Il Milan non cambia marcia. Nemmeno la musica della Champions League, che negli anni scorsi aveva sempre ispirato grandi prestazioni ai rossoneri, è servita a spezzare l’astinenza da gol che attanaglia la banda Allegri in questo inizio di stagione. Quattro partite ufficiali, tre gol realizzati e tutti nella trasferta di Bologna: a San Siro non ha ancora messo la palla in rete, e sono già 270 minuti. Troppo, anche per una squadra che ha perso la sua bocca da fuoco principale e che ha cambiato pelle in estate. Il gioco latita, le – poche – occasioni create vengono sprecate e la squadra non è tranquilla, con la conseguenza di sbagliare anche le cose più elementari. Così, una formazione modesta come l’Anderlecht si è trasformata in un Everest, che alla fine non è stato scalato. Nella notte un vertice tra Galliani e Berlusconi ha confermato la fiducia in Allegri, ma il tecnico non è saldo al timone: se a Udine le cose non dovessero girare, è anche possibile che ci sia il ribaltone. Intanto, per analizzare la situazione del Milan abbiamo contattato Antonio Di Gennaro, campione d’Italia con il Verona nel 1985 e assistente di Fatih Terim proprio al Milan nel corso della stagione 2001/2002, con esonero subito alla nona giornata: l’Imperatore fu il quarto e ultimo allenatore licenziato nel corso dell’era Berlusconi. Di Gennaro dunque sa cosa vuol dire affrontare un periodo difficile in una squadra che per storia e blasone è sempre chiamata alla vittoria. Ecco le sue parole, nell’intervista esclusiva rilasciata a Ilsussidiario.net
Un altro pareggio a reti bianche per il Milan: Allegri per ora resta, ma se dovesse far male a Udine?

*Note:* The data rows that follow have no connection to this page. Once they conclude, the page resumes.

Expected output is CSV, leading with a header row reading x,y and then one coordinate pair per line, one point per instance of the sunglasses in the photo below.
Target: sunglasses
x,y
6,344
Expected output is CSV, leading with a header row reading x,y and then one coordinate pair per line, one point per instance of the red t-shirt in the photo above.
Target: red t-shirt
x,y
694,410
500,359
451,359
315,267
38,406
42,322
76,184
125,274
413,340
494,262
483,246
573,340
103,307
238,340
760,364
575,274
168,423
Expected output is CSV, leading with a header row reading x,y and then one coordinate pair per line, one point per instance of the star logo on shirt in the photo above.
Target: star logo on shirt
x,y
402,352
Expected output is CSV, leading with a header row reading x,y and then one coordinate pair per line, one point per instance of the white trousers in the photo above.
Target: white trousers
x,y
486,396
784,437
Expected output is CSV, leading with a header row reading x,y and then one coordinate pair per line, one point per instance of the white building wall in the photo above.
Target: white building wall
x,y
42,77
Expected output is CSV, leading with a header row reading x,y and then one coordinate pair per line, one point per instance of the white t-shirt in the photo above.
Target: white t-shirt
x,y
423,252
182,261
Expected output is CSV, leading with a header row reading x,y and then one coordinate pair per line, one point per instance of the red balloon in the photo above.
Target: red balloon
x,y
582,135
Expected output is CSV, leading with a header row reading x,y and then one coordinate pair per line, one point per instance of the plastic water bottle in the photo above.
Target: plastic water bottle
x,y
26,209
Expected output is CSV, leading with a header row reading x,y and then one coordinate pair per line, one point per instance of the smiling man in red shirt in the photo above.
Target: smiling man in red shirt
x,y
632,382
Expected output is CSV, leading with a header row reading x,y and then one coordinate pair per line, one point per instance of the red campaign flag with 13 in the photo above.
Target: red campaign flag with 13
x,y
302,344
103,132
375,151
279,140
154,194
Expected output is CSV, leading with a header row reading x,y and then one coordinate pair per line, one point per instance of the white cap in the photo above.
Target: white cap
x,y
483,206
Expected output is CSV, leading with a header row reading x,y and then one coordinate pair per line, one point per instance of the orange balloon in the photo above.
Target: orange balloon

Credo che la società sia stata chiara: sia Berlusconi che Galliani hanno ribadito che non rischia il posto. E’ un momento particolare dall’inizio del campionato, e non parlo solo delle cessioni.
A cosa si riferisce?
Ci sono tanti infortunati importanti, e ho in mente soprattutto Pato che ancora non recupera: se torna in forma, può essere davvero importante per questo Milan. Secondo me ci vuole ancora un po’ di pazienza: c’è anche un livellamento per quanto riguarda il campionato, la Juventus è la favorita ma le altre sono tutte lì. Il Milan ha avuto una partenza ad handicap a livello psicologico.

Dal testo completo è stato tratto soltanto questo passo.